“Far more money has been lost by investors preparing for corrections, or trying to anticipate corrections, than has been lost in corrections themselves.” – Peter Lynch, former Portfolio Manager, Fidelity Investments
As we continue what many refer to as the longest bull market in U.S. history, the odds some economists place on a recession within the next 12 months was up around 25% as recently as January1. Some economists and analysts have sighted measures they consider as recessionary predictors (e.g., yield curve inversion, unemployment and wage growth) as indication that a recession is on the horizon; but the question of the moment for many is: 1) When will next market recession happen, and 2) If we know it’s coming shouldn’t we do something about it?
Something you might hear around our office is an Advisor mutter the worlds “all we need is tomorrow’s newspaper once and we’ll know what to do with it”. Maybe a bit flippant, but the point we try to make with that comment is that, in our belief, step one to being a successful long-term investor is embracing what is knowable and what is not. Things that are knowable are things about you, your life, your goals, fears, and general risk tolerance. What is not knowable is what the market is going to do tomorrow, or the next day, week or month. On a day to day basis the odds that one can guess the mere direction of the market (up or down), let alone the magnitude of the movement, resemble a coin flip. This reality makes attempts to time your way out of the market before a recession, and back into the market right before a recovery, quite daunting and abound with risk. And yet, it remains one of the market’s greatest temptations.
The typical attempt to time your way around market declines requires flawless accuracy at two points: The way out and the way in. The decision consists of two types of costs associated with missing the mark: 1) Market declines, which you experience if you leave the market too late or get back in too early, and 2) Opportunity costs, which you experience if you miss gains by leaving too early or get back in too late.
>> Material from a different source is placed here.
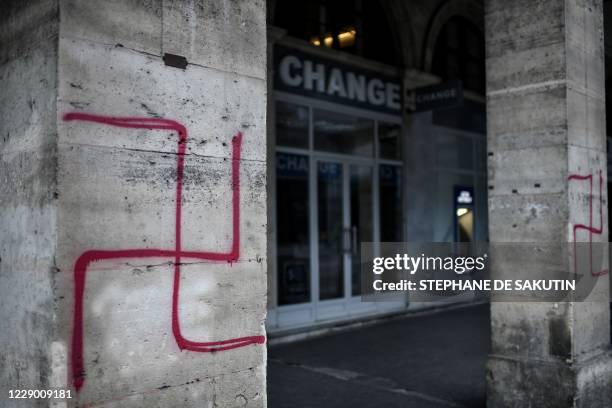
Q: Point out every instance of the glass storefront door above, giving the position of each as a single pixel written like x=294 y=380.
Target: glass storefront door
x=338 y=184
x=345 y=212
Contrary to what you might think, it can actually be more punitive to your portfolio to mistime the market on your way back in, where missing the mark by a mere 2 months on either side of a market trough would have historically cost one’s portfolio almost 20% 2. I also find it helpful to occasionally search for news articles around troughs to remind one what the typical media environment is in the moment. It wasn’t very hard to find articles citing the end of the bull market and the predicted beginning of a market recession in December of 2018 as markets were on pace to conclude their worst December since 2008. This, naturally, was followed by the best January in 32 years3.
The more an investor can focus on designing their portfolio around the knowable and embracing the unknown for what it is, the more likely that investor avoids the emotional portfolio adjustments that can change the course of one’s financial life.
2Average Return of S&P 500 relative to historic market peaks and troughs surrounding eigh bull and eigh bear markets from 1957 through March 2010, as defined by Yardeni Research. Sources: Bloomberg, Yardeni Research, SEI.
The opinions expressed in this article are those of author and should not be construed as specific investment advice. All information is believed to be from reliable sources, however, no representation is made to its completeness or accuracy. All economic and performance information is historical and not indicative of future results.